When songwriters write about middle age, the results can be, well, challenging. The default setting is a sort of wistful regret, floated over minor chords and soupy strings. The self-indulgence flies off the scale, the album gets panned, and in a fit of panic, they hastily reform the old band and hit the nostalgia circuit really hard. Not Ben Watt. On Storm Damage, he does his fair share of navel-gazing introspection and bleary-eyed recollections. Still, he has the good sense and impeccable taste to couch all that stuff in simple, memorable musical arrangements.
Restraint is the order of the day. Nothing gets in the way of the words. Watt has a plain but earnest voice that never strays too far from his comfort zone, and it's perfect for these songs. He's backed by a cohort of musicians who embellish his music beautifully. You'll hear hints of jazz, electronica, Robert Wyatt, Nick Drake, and a charming dash of what we called trip-hop, sometime in the 1990s. But the star of the show is his lyrics.
There is every chance Watt has turned his mid-life crisis into the best record of his career. He's embraced his mortality and seems pretty OK with it.
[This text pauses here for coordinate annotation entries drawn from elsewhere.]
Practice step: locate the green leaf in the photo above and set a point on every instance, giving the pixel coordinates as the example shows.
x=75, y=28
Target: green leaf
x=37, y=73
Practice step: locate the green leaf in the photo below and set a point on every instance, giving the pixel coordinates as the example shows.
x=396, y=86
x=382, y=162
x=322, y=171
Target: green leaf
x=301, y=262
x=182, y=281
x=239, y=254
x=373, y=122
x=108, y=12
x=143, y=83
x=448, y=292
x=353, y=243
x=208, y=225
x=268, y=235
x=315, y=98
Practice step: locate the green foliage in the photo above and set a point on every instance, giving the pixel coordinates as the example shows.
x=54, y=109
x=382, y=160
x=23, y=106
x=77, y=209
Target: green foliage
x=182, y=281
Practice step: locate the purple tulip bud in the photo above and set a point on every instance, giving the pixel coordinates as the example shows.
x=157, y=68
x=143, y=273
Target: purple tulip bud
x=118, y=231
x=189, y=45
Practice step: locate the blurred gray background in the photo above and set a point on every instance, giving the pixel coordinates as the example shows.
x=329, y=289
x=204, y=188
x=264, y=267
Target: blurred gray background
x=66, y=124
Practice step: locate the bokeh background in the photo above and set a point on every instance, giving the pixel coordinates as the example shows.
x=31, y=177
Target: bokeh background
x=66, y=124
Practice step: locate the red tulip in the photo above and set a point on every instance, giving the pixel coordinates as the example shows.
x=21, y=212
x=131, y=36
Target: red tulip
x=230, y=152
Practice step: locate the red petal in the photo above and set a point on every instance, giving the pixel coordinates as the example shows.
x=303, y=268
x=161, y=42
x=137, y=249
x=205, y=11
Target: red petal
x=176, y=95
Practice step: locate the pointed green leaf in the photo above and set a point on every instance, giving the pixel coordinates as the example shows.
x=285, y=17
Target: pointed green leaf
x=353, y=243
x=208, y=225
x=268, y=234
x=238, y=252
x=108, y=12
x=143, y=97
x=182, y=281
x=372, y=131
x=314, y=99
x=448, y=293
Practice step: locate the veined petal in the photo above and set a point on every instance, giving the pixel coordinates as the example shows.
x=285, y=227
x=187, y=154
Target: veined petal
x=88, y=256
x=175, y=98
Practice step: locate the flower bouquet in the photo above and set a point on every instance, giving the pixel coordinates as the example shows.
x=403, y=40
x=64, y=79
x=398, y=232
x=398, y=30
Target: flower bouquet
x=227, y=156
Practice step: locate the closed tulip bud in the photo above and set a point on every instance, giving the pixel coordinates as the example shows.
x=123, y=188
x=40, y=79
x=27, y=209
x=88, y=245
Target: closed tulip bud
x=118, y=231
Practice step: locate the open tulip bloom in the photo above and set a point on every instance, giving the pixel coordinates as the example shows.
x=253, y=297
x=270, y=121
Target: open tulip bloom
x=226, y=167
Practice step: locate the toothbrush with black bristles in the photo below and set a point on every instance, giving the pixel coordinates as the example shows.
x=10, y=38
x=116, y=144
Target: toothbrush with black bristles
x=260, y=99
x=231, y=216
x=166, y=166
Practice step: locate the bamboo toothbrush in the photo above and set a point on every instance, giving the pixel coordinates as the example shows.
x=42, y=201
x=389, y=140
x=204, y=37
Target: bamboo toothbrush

You don't need to look too hard to find examples – in fact, the first words on the album are "Nineteen years old, life in front of you, Everything on hold." "Balanced on a Wire" – the song those words come from - is imbued with an almost tangible ache. The drums pulse, the bass uncurls slowly, and Watt manages to capture the confusion of early adulthood perfectly. "You saw the moon, is it gone?" he sings. Blink, and you'll miss it. On "Summer Ghosts", he starts off being annoyed that he's having to reach out to others for help, briefly detours to a childhood memory ("My folks were just people with their own shit / And god knows there was enough of it"), and finishes up with a variant of the "I can remember when all this was fields" truism. It shouldn't be good, but it is.
"Retreat to Find" wins the award for the bleakest lyric on the record. "Here, here in my heart, there is a place where I can outface death," he sings. It's weirdly uplifting. Life-affirming even. How the hell did he manage that? Fans of Turin Brakes will enjoy "Figures in the Landscape" and the tension of the verses leading to the release of the chorus. The song almost rocks. I'm not sure who the line "Everyone's a karaoke star" is aimed at, but if the cap fits… It's also the closest thing to a single on the record.
Watt wraps it all up beautifully on the final track, "Festival Song". A simple recollection of being alone at a festival, tipsy from alcohol and smoking his first cigarette in years. Tomorrow afternoon, he'll be back at work, so tonight, he's slipped away. Lost in the music, lost in the crowd, and "Free, free from everything." Nothing else matters but the moment. It's sung sweetly, accompanied by a reverb-heavy piano and a beautifully judged, electronica and viola background. You'll be lucky if you hear a better song in 2020. Really lucky.
Storm Damage is an album by a man in his late 50s, musing on his life, lost love, changing surroundings, and mortality. By some incredible sleight of hand, he's managed to make that unpalatable dish, delicious. On the credits amongst his numerous musical contributions, is the word "Alchemy". I believe it. He's turned his mid-life crisis into gold, and combine that with the clairvoyance, Mr. Watt has a couple of lucrative alternative careers if his muse ever departs him. On the strength of this record, I can't see that happening for quite a while.